Pour les anomalies du cerveau, les observations de MM. Benedikt, Hanot, Schwekendiek, Giacomini, Flesch, etc., n’établissent nettement qu’un seul fait : c’est la complexité et l’irrégularité de la morphologie cérébrale en général. On ne peut, dans l’état actuel, établir aucune relation entre une anomalie cérébrale et la criminalité et la folie. D’ailleurs, il faut reconnaître qu’en ce qui concerne les circonvolutions cérébrales, personne n’est en droit de dire quelle est la forme normale : certaines grandes divisions se présentent avec une constance presque absolue ; mais les plus secondaires varient, on peut dire, à l’infini, tellement que Broca, après avoir beaucoup cherché, en fut réduit à construire pour la démonstration un cerveau schématique. Il n’y a pas de cerveau humain qui soit exactement symétrique, quelle que soit la période de son développement. Cette asymétrie n’est point du reste spéciale à l’homme ; on en voit quelquefois de très intéressants exemples chez des singes[1]. Si d’ailleurs on examine de près les anomalies signalées chez les criminels et les délinquants, on pourra constater qu’il s’agit d’anomalies en général peu importantes, beaucoup moins considérables que celles qu’on a pu rencontrer chez des individus supposés non criminels[2].

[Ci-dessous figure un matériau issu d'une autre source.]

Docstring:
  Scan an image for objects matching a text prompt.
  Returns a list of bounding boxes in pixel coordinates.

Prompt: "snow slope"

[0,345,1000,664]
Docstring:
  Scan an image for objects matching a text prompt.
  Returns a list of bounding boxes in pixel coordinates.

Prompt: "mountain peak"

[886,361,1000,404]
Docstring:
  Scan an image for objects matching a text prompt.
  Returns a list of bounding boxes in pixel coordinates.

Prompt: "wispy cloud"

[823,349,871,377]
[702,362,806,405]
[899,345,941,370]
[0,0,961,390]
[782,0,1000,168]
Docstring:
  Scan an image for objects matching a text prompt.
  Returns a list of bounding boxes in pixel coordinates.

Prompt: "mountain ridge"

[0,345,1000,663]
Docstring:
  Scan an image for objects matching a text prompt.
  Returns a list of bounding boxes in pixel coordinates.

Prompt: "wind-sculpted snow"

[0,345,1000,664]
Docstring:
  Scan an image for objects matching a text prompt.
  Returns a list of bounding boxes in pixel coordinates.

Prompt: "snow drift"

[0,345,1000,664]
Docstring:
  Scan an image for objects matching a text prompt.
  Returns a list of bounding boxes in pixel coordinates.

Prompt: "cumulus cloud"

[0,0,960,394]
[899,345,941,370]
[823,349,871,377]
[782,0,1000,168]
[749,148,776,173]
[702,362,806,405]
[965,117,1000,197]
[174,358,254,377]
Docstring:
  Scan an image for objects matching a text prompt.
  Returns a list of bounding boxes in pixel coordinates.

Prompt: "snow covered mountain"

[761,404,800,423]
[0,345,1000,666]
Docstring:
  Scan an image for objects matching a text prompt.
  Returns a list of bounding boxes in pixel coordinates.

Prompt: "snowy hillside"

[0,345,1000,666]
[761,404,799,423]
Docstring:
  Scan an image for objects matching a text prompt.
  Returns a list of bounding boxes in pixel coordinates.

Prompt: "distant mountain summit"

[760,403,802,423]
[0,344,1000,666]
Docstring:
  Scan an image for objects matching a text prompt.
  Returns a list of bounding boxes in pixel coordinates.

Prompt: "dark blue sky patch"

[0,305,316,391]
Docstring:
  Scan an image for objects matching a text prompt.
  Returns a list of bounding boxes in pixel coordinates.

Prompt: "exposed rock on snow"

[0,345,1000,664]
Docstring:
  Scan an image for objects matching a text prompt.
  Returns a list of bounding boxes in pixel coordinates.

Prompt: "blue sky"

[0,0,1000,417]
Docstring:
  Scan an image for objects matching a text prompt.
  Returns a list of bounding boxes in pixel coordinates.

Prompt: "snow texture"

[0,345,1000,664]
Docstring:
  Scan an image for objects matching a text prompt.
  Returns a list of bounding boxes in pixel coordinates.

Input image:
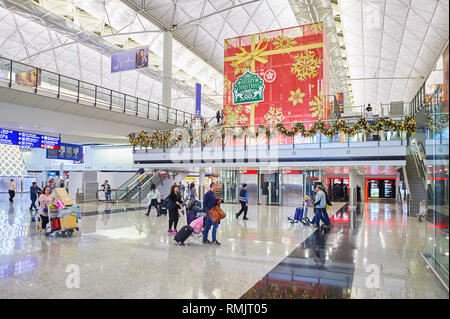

Au point de vue physiologique, les criminels seraient remarquables par leur affaiblissement de la sensibilité à peu près sous toutes les formes, sauf pourtant à la sensibilité à l’aimant et à la sensibilité météorique. Leur sensibilité affective est nulle ou pervertie. Ils sont instables, vaniteux, portés à la vengeance et à la cruauté, enclins aux orgies de toute nature. Un de leurs caractères les plus constants est l’incapacité de s’appliquer à un travail régulier, et la paresse. Leur intelligence est en général faible ; s’ils sont quelquefois très rusés, ils sont rarement capables de conceptions vraiment grandes.

Lorsque l’ensemble de ces caractères tant anatomiques que physiologiques existe, on serait, d’après M. Lombroso, en possession du critérium anthropologique ; on serait sûr d’avoir affaire à un criminel

  1. Ch. Féré, — Contribution à l’étude de la topographie cranio-cérébrale chez quelques singes (Journ. de l’anatomie et de la physiologie, 1882, p. 556).
  2. Ch. Féré, — Note sur un cas d’anomalie asymétrique du cerveau (Arch. de neurologie, 1883, janv., n° 13).